LONDON. Europe’s main stock markets wobbled on Wednesday as a record-breaking Wall Street session failed to spark a major global rally.
Bullish earnings and economic data catapulted New York’s S&P 500 and tech-heavy Nasdaq indices to all-time peaks overnight, while the Dow Jones Industrial Average also came close.
Sentiment brightened as a string of better-than-forecast results from the likes of Coca-Cola, Twitter and Lockheed Martin added to a raft of other recent reports that suggest the US economy — the world’s biggest — is in rude health.
Yet Wall Street’s “feel-good factor” failed to translate into significant gains elsewhere, dealers said, while oil prices retreated further from the 2019 highs hit at the start of the week.
“While this was a good batch of results, it’s not yet clear whether it’s an outlier or a sign of what’s to come,” Oanda analyst Craig Erlam told AFP in London.
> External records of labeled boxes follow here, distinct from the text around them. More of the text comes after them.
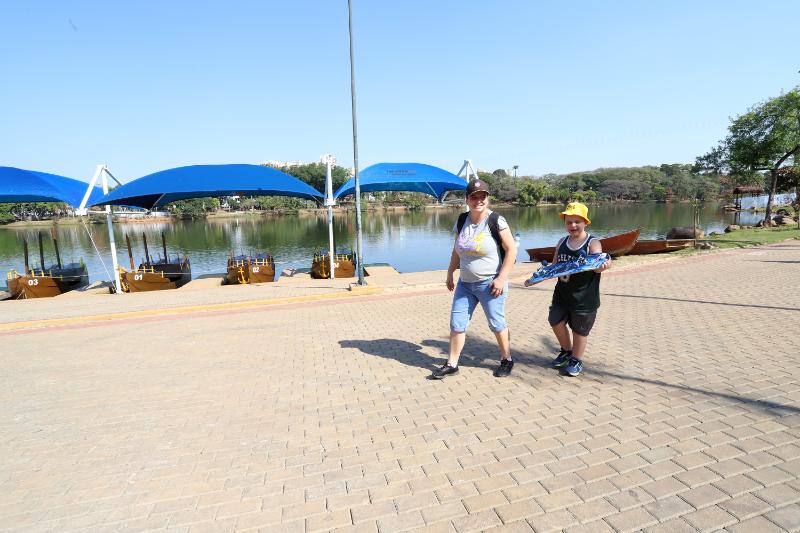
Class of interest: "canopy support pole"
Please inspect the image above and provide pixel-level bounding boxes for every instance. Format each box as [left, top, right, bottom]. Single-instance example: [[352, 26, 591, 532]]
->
[[347, 0, 366, 286], [325, 157, 336, 279], [456, 159, 478, 181], [94, 165, 122, 294]]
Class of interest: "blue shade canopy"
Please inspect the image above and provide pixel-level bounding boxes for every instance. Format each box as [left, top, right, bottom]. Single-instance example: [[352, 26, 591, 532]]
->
[[333, 163, 467, 200], [93, 165, 322, 209], [0, 167, 103, 207]]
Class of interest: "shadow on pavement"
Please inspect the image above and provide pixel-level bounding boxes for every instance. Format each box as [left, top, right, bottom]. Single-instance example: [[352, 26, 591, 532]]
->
[[339, 335, 800, 416], [527, 287, 800, 311]]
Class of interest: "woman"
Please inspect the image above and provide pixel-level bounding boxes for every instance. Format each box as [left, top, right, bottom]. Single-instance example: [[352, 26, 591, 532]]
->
[[431, 179, 517, 379]]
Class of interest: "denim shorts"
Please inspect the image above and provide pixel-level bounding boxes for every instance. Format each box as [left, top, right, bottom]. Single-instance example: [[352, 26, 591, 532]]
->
[[547, 305, 597, 337], [450, 279, 508, 333]]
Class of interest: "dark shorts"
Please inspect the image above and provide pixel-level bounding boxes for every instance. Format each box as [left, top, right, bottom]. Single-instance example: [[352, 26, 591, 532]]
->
[[547, 305, 597, 337]]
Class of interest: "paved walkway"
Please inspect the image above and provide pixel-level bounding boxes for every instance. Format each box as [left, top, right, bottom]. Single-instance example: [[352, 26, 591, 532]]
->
[[0, 241, 800, 533]]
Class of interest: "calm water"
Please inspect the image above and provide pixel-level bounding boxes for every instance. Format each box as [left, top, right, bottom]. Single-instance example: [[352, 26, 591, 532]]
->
[[0, 204, 762, 285]]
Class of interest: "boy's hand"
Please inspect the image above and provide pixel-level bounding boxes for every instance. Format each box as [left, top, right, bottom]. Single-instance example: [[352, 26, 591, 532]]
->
[[492, 278, 506, 297], [594, 257, 611, 274]]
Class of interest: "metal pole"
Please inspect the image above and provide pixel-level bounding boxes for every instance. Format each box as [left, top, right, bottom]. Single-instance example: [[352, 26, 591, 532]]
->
[[325, 158, 336, 279], [347, 0, 366, 285], [101, 165, 122, 294]]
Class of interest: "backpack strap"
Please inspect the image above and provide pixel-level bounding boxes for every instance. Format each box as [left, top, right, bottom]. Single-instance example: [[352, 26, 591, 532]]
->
[[456, 213, 469, 233], [488, 211, 506, 266]]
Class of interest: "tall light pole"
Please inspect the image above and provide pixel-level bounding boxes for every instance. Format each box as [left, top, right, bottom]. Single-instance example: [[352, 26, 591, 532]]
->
[[347, 0, 366, 285]]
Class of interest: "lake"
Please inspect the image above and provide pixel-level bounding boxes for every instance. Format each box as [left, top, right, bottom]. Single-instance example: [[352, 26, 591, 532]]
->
[[0, 203, 763, 284]]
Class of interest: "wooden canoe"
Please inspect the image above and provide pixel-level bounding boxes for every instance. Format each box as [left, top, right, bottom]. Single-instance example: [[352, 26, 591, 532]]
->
[[628, 239, 695, 255], [119, 233, 192, 292], [525, 229, 639, 262], [311, 253, 356, 279], [225, 254, 275, 285], [7, 262, 89, 299], [119, 268, 178, 292]]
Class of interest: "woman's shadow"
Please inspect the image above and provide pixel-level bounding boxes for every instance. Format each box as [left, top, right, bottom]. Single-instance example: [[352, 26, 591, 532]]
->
[[339, 337, 548, 371]]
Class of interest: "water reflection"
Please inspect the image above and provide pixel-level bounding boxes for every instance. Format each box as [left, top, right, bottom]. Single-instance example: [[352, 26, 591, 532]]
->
[[0, 204, 752, 281]]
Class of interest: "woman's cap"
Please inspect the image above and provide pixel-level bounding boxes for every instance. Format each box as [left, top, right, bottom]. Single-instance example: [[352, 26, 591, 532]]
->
[[559, 202, 592, 224], [467, 179, 489, 197]]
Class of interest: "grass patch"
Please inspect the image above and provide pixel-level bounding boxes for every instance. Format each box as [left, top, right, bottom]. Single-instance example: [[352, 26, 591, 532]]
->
[[704, 226, 800, 248]]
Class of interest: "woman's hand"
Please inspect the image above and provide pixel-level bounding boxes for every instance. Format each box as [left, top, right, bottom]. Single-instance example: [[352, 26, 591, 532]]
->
[[492, 276, 506, 298]]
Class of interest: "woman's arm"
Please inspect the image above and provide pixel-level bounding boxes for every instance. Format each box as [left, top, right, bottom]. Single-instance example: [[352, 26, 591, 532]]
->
[[492, 228, 517, 296], [445, 245, 459, 291]]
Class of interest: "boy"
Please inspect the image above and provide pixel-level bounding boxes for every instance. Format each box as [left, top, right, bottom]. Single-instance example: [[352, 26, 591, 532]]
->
[[548, 202, 611, 376]]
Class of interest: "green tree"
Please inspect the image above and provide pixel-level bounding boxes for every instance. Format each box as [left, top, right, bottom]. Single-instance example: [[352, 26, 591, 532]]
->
[[517, 178, 548, 207], [166, 198, 220, 218], [697, 86, 800, 221], [266, 163, 350, 194]]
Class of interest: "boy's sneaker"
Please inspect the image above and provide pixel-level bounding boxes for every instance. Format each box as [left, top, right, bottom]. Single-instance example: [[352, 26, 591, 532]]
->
[[564, 357, 583, 377], [494, 359, 514, 378], [431, 363, 458, 379], [553, 350, 572, 368]]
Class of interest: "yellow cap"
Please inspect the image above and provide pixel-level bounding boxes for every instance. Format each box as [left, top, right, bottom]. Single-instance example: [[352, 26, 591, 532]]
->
[[560, 202, 592, 225]]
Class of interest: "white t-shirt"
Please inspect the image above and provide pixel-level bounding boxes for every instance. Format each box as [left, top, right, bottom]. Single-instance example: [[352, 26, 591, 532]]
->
[[453, 211, 508, 283]]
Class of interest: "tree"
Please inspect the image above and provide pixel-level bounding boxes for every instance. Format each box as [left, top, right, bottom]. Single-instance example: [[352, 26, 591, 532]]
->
[[697, 86, 800, 222], [517, 178, 548, 207], [266, 163, 350, 194]]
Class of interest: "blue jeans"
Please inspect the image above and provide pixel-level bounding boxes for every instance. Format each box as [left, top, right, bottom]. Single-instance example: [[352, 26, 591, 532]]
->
[[450, 279, 508, 333]]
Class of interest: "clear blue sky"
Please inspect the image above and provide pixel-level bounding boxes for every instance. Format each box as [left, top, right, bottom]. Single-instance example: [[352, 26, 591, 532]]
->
[[0, 0, 800, 181]]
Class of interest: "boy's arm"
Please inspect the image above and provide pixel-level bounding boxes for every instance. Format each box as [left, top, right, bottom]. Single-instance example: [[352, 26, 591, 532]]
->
[[492, 228, 517, 296], [552, 237, 568, 263], [589, 239, 611, 274]]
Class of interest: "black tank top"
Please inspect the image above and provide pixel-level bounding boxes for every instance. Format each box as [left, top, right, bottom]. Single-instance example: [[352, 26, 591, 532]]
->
[[553, 235, 600, 313]]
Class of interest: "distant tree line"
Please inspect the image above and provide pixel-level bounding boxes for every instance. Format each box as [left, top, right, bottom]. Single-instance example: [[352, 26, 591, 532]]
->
[[478, 163, 725, 206]]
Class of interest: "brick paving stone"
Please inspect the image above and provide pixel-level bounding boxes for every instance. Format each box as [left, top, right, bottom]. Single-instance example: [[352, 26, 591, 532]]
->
[[378, 511, 425, 533], [0, 245, 800, 533], [719, 494, 773, 521], [535, 490, 581, 513], [679, 485, 729, 509], [682, 505, 738, 531], [604, 508, 658, 533], [606, 487, 654, 511], [452, 510, 502, 531], [725, 516, 786, 533], [486, 520, 533, 533], [644, 496, 695, 522], [306, 510, 353, 533], [713, 474, 763, 496], [494, 500, 544, 524], [753, 485, 800, 507], [569, 499, 617, 524], [644, 518, 697, 533], [641, 477, 689, 500], [422, 501, 467, 525], [764, 504, 800, 531], [527, 510, 578, 533]]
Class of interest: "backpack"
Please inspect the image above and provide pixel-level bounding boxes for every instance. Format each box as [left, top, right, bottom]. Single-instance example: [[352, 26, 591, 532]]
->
[[456, 211, 517, 264]]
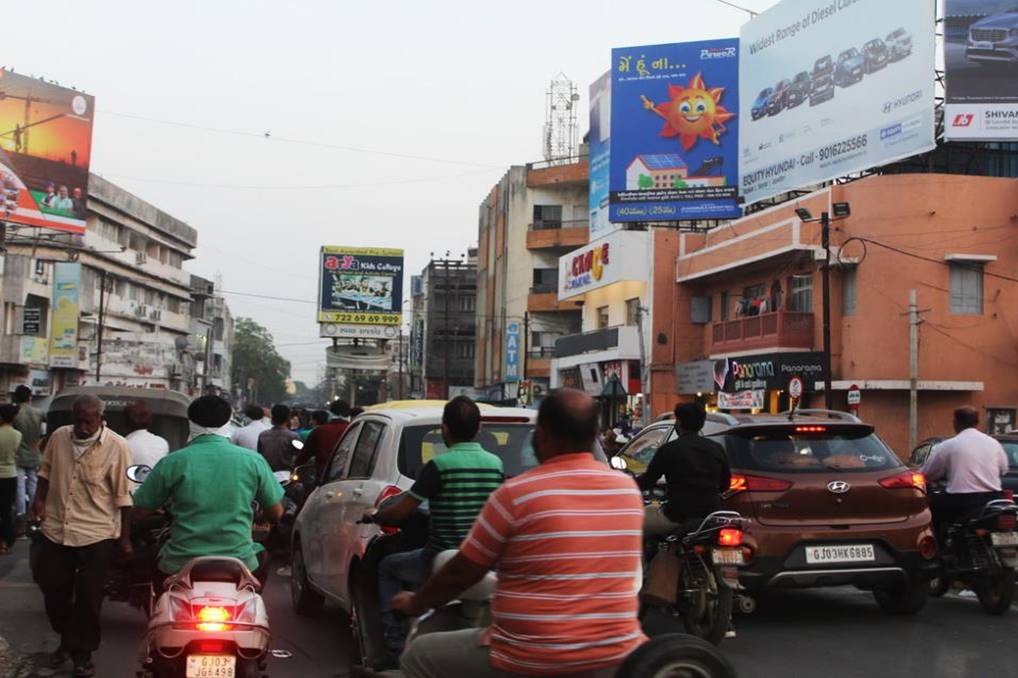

“The boost has only been seen domestically and even here, the feel-good factor has already faded as we head into the open.
“I think we need more evidence that the better results are more widespread before the ripple effect spreads beyond the United States.”
US markets have been boosted after the Federal Reserve last month hinted that it will not raise rates again this year, having signalled as recently as September that it expected to raise rates three times.
“Investor confidence has seemingly returned and done so in style, thanks primarily to the US Federal Reserve’s policy U-turn,” noted investment director Russ Mould at stockbroker AJ Bell.
In Europe, London stocks dipped amid ongoing Brexit uncertainty, while Paris flatlined.
Frankfurt however leapt 0.9 per cent, aided by soaring first-quarter revenues and profits for German software and cloud computing giant SAP.
Asian markets mostly rose but investors refrained from firing a full-on rally.
“Although investors might have hoped that record highs in the US would prompt gains in the rest of the world, the current lack of correlation across global markets means that there is less read-across than usual,” Interactive Investor analyst Rebecca O’Keeffe told AFP.
“Suggestions that leaders within China’s ruling party will focus on economic reforms and will hold back on unnecessary stimulus is dampening market sentiment in Asia.”
On oil markets, both main contracts were in retreat after hitting six-month highs on the back of news that Washington would end a waiver for several countries from US sanctions on Iran.
Prices had already been surging thanks to hopes for the China-US talks and for an output cap by Opec and Russia. Unrest in Libya and Venezuela has further propped up prices.
There has been speculation Opec kingpin Saudi Arabia could step in to fill the void left in the market by the removal of Iranian crude, which would temper prices.
But Saudi energy minister Khalid Al Falih said Wednesday that the kingdom has no immediate plans to raise its oil output.
He said that Riyadh was committed to balancing the oil market and that countries looking to replace Iranian crude “know which number to dial”.